Schematic of a setup that allows blue and yellow light to be focused down a fiber to be implanted inside the head, for bi-directional control of a single kind of neuron at a single site within the brain, or for activation and silencing of two different kinds of neuron at a single site within the brain.

Fig. 4

Schematic of a setup that enables 3-D arrays of yellow and blue LEDs to activate, silence, and resculpt neural activity in arbitrary 3-D patterns. The device is a 2-D array made of 1-D LED-bearing probes, each of which has alternating blue and yellow LEDs going down its length. The 1-D probes are placed in glass capillaries to prevent brain heating. The capillaries are then arranged in a 2-D array by placing them in form-fitting holes within a plastic plate.

Fig. 5

Monte Carlo simulations of how blue (left) and yellow (right) photons travel through the brain from LEDs (represented by colored lines to the right of the square). Shown are squares representing 4 mm × 4 mm cross-sections taken through the 4 mm × 4 mm × 4 mm cube simulated; the cross-sections are taken by slicing the cube through the LED center.

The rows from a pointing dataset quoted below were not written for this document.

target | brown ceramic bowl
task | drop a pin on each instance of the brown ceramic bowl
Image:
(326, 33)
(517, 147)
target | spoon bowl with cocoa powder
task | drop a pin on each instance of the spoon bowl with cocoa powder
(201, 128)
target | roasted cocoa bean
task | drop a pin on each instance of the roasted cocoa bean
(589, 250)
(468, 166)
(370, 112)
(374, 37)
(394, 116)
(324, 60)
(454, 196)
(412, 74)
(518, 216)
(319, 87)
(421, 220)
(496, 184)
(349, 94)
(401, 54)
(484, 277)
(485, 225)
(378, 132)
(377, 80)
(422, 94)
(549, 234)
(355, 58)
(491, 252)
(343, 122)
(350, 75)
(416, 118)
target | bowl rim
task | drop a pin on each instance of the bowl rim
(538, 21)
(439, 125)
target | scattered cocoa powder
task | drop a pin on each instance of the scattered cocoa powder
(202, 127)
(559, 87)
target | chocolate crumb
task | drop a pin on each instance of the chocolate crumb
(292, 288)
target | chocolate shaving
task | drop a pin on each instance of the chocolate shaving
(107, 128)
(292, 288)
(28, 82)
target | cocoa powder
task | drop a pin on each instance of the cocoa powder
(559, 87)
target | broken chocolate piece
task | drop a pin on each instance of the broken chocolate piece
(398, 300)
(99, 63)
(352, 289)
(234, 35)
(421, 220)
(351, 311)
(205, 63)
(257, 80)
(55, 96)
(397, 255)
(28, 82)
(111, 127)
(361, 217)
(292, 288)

Contours represent cross-sections of the surfaces at which the radiant flux drops to 10%, 1%, or 0.1% of their values on the LED surface.

Fig. 6

A, schematic of a 1-D LED probe, the basic building block of the 3-D array schematized in Fig. 4, expanded for ease of seeing how the probe is constructed. B, LED driver circuit, made of op-amps, load drivers, and a microcontroller. C, From top to bottom: picture of whole 1-D LED probe, zoomed-in picture of the LED part of the probe, zoomed-in picture of the LED part of the probe with one blue LED on, zoomed-in picture of the LED part of the probe with one yellow LED on.

Fig. 7

Raster plots indicate occurrences of spikes (black dots) elicited from an excitatory neuron expressing ChR2 in the monkey cortex, in 22 consecutive spike trains (each shown as a row of black dots) elicited in response to a brief train of blue light stimulation. Each horizontal row reflects one recording of the response to five blue pulses of light (shown as blue dashes), each lasting 10 ms and separated from the next by 20 ms (i.e., 33.3 Hz stimulation rate).